High-density single-atom vanadium catalysts for efficient capture and bidirectional conversion of polysulfides in lithium-sulfur batteries

Abstract

Atomically dispersed metal catalysts have shown substantial potential to mitigate the shuttle effect and accelerate the sluggish redox kinetics of soluble lithium polysulfides (LiPSs) in lithium-sulfur batteries (LSBs), but the low density of active atomic sites in single-atom catalysts (SACs) usually makes the capture and conversion processes of LiPSs inefficient.
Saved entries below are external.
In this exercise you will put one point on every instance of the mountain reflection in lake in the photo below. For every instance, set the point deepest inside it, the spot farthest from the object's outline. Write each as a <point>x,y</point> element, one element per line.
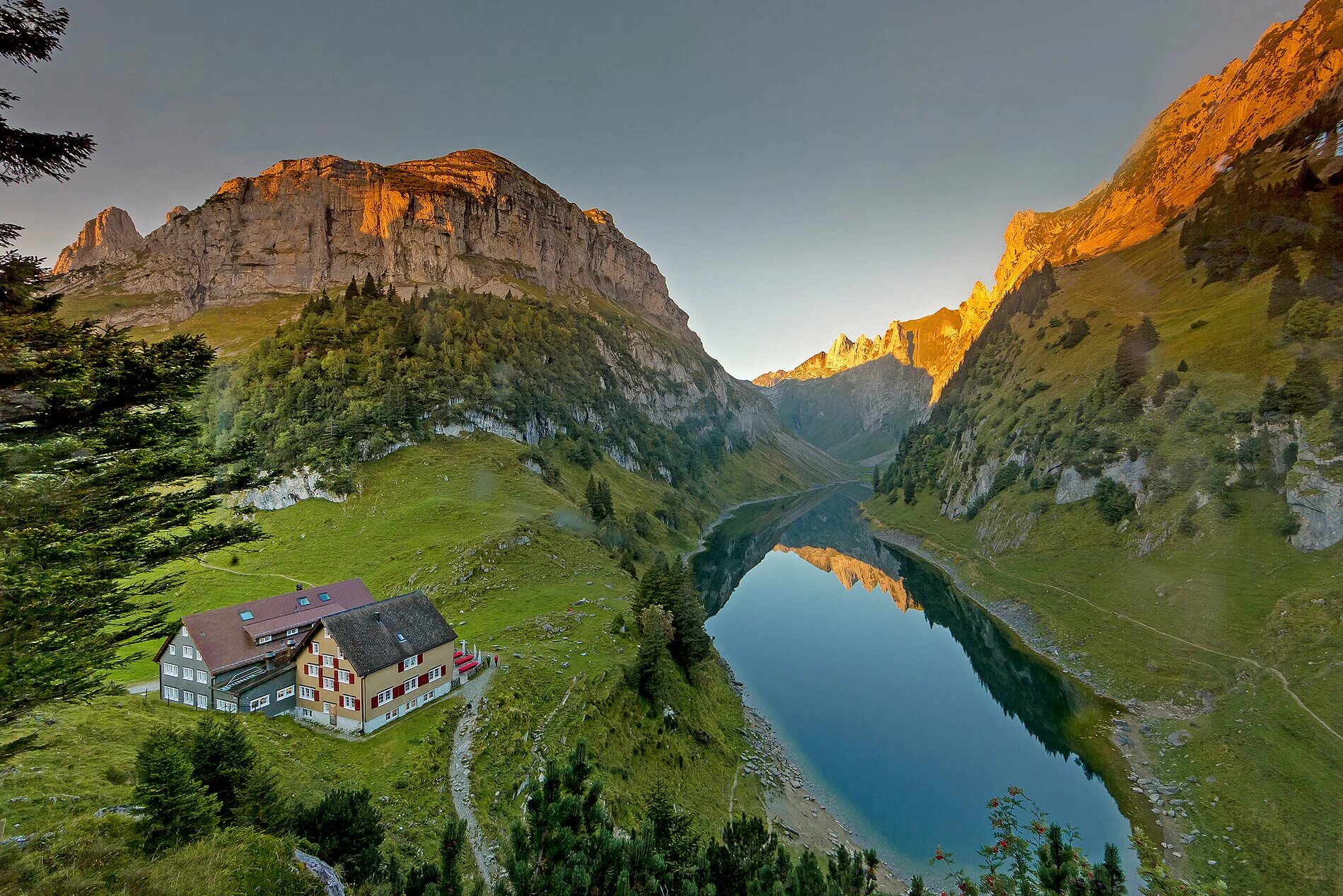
<point>904,703</point>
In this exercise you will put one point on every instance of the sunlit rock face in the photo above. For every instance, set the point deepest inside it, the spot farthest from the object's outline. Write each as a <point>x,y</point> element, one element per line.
<point>851,571</point>
<point>1173,163</point>
<point>107,240</point>
<point>469,219</point>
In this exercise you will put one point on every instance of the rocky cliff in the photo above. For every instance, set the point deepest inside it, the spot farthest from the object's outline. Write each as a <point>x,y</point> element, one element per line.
<point>1170,165</point>
<point>107,240</point>
<point>469,219</point>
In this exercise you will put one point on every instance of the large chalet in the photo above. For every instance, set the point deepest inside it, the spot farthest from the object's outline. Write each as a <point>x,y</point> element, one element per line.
<point>331,655</point>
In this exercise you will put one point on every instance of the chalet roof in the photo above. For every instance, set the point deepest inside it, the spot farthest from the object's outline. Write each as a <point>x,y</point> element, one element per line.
<point>379,634</point>
<point>226,637</point>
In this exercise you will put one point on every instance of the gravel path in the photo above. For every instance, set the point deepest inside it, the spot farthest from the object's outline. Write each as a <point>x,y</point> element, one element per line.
<point>460,772</point>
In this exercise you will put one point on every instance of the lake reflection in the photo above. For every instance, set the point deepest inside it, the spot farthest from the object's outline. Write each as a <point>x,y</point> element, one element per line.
<point>904,703</point>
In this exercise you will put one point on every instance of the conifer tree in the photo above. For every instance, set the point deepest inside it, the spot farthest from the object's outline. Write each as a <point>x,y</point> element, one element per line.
<point>1147,334</point>
<point>223,760</point>
<point>178,809</point>
<point>1286,289</point>
<point>347,832</point>
<point>653,656</point>
<point>1307,388</point>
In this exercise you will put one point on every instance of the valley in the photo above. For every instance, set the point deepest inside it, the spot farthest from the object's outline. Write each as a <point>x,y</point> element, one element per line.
<point>1040,593</point>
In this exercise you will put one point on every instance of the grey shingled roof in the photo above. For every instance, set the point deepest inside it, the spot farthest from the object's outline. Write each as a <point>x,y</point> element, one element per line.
<point>368,634</point>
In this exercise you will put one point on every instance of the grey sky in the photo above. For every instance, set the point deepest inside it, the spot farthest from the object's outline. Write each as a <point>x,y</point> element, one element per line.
<point>794,168</point>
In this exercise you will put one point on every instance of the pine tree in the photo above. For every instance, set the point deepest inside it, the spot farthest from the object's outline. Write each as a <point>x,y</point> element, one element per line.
<point>1307,388</point>
<point>1147,334</point>
<point>223,760</point>
<point>692,642</point>
<point>1286,289</point>
<point>1131,358</point>
<point>653,656</point>
<point>347,832</point>
<point>370,291</point>
<point>178,809</point>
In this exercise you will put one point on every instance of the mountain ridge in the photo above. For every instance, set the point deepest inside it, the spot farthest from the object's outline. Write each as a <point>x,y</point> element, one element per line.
<point>469,219</point>
<point>1169,167</point>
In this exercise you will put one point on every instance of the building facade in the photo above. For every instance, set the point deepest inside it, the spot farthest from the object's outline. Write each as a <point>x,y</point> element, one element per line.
<point>363,668</point>
<point>240,658</point>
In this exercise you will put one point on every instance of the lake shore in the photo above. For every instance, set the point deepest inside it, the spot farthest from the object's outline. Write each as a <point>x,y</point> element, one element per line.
<point>1124,730</point>
<point>790,805</point>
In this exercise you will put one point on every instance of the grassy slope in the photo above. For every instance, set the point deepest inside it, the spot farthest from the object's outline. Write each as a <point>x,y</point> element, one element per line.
<point>1237,588</point>
<point>449,518</point>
Herein, we report the synthesis of high-density vanadium SACs (HD-V-SACs) with a vanadium loading of up to 13.0 wt%, which is realized by a simple precursor-assisted in-situ anchoring strategy using ultrathin porous nitrogen-doped carbon nanosheets as supports. The HD-V-SACs allow many active V sites to be exposed (6.8 atom nm−2) and enable the synergy among adjacent metal atoms to expedite the redox of LiPSs. To verify this, we use HD-V-SACs to modify the separator in LSBs and demonstrate that the cell with the HD-V-SACs modification layer exhibits a much higher discharge capacity of 1143.9 mAh g−1 at 0.5 C than that without such a layer. Moreover, the HD-V-SAC modifed Li-S cell shows stable cycling performance at 1 C with 76.3% capacity retention after 500 cycles. Even with a high sulfur loading of 5.1 mg cm−2, the cell still displays a large areal specific capacity of 5.4 mAh cm−2 at 0.1 C. Through comprehensive experimental characterization and theoretical calculations, we demonstrate that the densely distributed vanadium single-atom sites indeed facilitate the adsorption of LiPSs intermediates and show high electrocatalytic performance for their bidirectional conversion. The HD-V-SACs hold substantial promise for use to boost electrochemical performance of LSBs with high sulfur loadings.